Zwischenspiel: Roman (German Edition) by Maron Monika

Zwischenspiel: Roman (German Edition) by Maron Monika

Autor:Maron, Monika [Maron, Monika]
Die sprache: deu
Format: epub
ISBN: 9783104027357
Herausgeber: Fischer E-Books
veröffentlicht: 2013-10-16T22:00:00+00:00


Wir waren gerade ein paar Schritte gegangen, als Bruno, sein Phantombier in der Hand, plötzlich vor mir stand. Er verschränkte die Arme vor der Brust, überkreuzte mit dem rechten Fuß graziös den linken, wobei er den Boden nur mit der Fußspitze berührte, und stand da wie ein zerlumpter Possenspieler, der eben einer Jahrmarktsbühne entsprungen war.

Hallo, Gnädigste, wo haben Sie denn diesen Satansbraten aufgestöbert?, fragte er mit Blick auf Erich, dem Margot gerade auf die Beine half. Haben Sie die beiden so zugerichtet?

Ich sagte, ich hätte sie weder aufgestöbert noch zugerichtet. Sie seien mir leider vor die Füße gelaufen, ich sei aber nicht willens, ihnen noch eine weitere Minute meines Lebens zu opfern.

Tja, sagte Bruno, die Minuten des Lebens sind gezählt, die des Todes nicht. Ich habe Zeit. Ist er einsichtig?

Nein, sagte ich, er nicht und sie auch nicht. Sie verstehen gar nichts. Sie wissen nicht einmal, dass er bald ins Gefängnis kommt. Irgendwie sind sie 1990 in der Zeit stecken geblieben.

Da habe ich ja noch gelebt, rief Bruno, obwohl ich mich daran kaum erinnern kann. Es wurde ja behauptet, ich sei alkoholbedingt dement gewesen. Ich bin zweifach betrogen. Zuerst haben diese Halunken mir als einzigen Ausweg aus ihrer geistlosen Tyrannei nur den Bierrausch gelassen, in dessen Folge ich mich dann nicht einmal an ihrer Schmach delektieren konnte.

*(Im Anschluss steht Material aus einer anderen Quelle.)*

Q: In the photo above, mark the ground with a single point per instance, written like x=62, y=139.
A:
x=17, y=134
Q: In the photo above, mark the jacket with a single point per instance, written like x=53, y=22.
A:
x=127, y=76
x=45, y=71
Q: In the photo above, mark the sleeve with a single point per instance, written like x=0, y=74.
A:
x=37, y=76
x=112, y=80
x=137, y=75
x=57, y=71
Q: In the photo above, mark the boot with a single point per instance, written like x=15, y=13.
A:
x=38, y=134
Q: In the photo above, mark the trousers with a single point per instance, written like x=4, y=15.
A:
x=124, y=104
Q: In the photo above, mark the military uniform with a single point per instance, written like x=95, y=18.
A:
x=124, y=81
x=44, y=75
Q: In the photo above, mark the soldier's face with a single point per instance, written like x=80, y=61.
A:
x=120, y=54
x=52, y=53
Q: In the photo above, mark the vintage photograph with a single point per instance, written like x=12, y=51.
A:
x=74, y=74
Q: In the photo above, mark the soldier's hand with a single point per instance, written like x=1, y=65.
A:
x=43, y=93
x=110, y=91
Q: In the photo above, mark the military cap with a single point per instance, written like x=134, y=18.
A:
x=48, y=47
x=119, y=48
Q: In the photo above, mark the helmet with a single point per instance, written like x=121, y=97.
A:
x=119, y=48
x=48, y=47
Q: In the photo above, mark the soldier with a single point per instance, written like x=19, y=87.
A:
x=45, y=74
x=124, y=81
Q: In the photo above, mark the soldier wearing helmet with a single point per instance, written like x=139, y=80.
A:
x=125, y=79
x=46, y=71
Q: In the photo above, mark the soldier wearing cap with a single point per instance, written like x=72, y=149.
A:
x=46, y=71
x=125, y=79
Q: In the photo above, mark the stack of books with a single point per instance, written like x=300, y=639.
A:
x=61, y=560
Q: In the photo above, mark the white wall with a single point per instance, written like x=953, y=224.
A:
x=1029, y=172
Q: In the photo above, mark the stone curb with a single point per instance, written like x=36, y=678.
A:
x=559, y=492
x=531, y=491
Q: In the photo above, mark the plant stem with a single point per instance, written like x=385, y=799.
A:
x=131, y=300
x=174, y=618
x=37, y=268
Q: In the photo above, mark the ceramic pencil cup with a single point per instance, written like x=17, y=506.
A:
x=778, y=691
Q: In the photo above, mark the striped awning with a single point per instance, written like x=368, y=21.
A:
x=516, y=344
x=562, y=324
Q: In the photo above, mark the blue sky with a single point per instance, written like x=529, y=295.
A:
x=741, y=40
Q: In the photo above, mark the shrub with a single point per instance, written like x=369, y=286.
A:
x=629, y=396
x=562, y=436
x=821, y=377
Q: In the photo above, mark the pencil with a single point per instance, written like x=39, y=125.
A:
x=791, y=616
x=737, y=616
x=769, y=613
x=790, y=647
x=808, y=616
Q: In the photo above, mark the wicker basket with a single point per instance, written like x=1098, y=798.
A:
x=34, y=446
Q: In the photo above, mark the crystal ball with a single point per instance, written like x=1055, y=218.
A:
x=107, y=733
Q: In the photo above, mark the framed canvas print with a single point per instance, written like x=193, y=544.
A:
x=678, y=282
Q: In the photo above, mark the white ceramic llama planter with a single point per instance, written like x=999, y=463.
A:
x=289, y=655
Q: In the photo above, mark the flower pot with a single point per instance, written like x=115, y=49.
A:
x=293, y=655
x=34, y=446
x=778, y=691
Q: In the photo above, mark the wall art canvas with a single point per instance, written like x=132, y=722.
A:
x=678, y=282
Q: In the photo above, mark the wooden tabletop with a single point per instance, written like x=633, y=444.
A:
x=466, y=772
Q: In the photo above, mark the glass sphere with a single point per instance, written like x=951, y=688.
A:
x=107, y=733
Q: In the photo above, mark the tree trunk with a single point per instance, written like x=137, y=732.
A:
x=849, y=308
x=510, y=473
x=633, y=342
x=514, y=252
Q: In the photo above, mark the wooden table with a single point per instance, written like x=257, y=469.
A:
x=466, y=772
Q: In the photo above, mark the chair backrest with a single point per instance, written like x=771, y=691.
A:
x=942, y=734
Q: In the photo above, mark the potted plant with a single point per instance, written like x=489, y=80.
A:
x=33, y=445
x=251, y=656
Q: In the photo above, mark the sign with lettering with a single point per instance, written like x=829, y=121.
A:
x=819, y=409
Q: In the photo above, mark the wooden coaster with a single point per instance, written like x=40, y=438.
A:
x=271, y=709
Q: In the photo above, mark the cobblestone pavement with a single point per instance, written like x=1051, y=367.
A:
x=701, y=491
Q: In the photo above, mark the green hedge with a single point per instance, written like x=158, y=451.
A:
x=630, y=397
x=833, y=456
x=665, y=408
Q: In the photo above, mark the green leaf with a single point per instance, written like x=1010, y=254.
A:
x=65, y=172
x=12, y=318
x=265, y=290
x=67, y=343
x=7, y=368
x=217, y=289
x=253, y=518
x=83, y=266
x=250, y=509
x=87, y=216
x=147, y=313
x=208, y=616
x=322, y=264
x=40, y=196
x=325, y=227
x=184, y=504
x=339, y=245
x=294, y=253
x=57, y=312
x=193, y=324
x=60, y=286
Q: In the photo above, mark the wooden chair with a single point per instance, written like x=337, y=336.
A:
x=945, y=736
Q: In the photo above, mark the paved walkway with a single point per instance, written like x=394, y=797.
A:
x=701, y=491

Bruno steckte die Bierflasche in seine Jackentasche und rieb sich kampfbereit die Hände. So, unverehrte Herrschaften, Sie werden verstehen, dass mir unter diesen Umständen unsere Begegnung ein besonderes Pläsier ist.

Nicki setzte sich wieder hin. Bruno, der mit langen Schritten um Margot und Erich herumstolzierte und sie dabei unter fortwährendem Kopfschütteln begutachtete, hatte offenbar sein Interesse geweckt.

Bis auf die blauen Haare sehen Sie zwar ein bisschen ramponiert, aber sonst ganz normal aus, sagte Bruno. Was hatten Sie eigentlich bei Ihren coiffeuristischen Vorlieben gegen die bunten Frisuren der Punker? Ich frage das nur, weil mein Neffe wegen seiner rosafarbenen Haare sogar einmal verhaftet wurde.

Können Sie mir sagen, was dieses Affentheater soll?, herrschte Margot ihn an.

Bruno legte den Zeigefinger über die Lippen. Psst, Sie haben vierzig Jahre lang geredet, jetzt müssen Sie ganz still sein und nur antworten, wenn ich Sie frage. Also was hatten Sie gegen die rosafarbenen Haare meines Neffen?

Margot schwieg und zupfte Erich, der gerade zu einer Antwort ansetzte, am Ärmel.

Aha, sagte Bruno, ist auch zweitrangig. Die Haare waren sowieso nicht rosa, sondern grün. Aber, Unwerteste und Unwertester, das müssen Sie mir verraten: Wie sind Sie auf die Idee gekommen, einem Staat vorstehen zu müssen und das darin ansässige Volk, als es Ihnen davonlaufen wollte, einfach zu kapern? Ist Ihnen die Mutter Gottes erschienen oder gar der liebe Herr Jesus persönlich und hat Ihnen offenbart: Ihr seid berufen, einem Staat vorzustehen?

Ha, Jesus und Maria, rief Margot, die Rauschgiftdealer für das Volk. Wir haben für das Volk und die Gerechtigkeit gekämpft, als du noch nicht geboren warst.

Sie zupfte Erich wieder am Ärmel. Sag es nicht, Erich.

Aber Erich, übermannt von einer Erinnerung, ließ sich diesmal nicht zurückhalten. Es war nicht Jesus, auch nicht Maria, es war Stalin.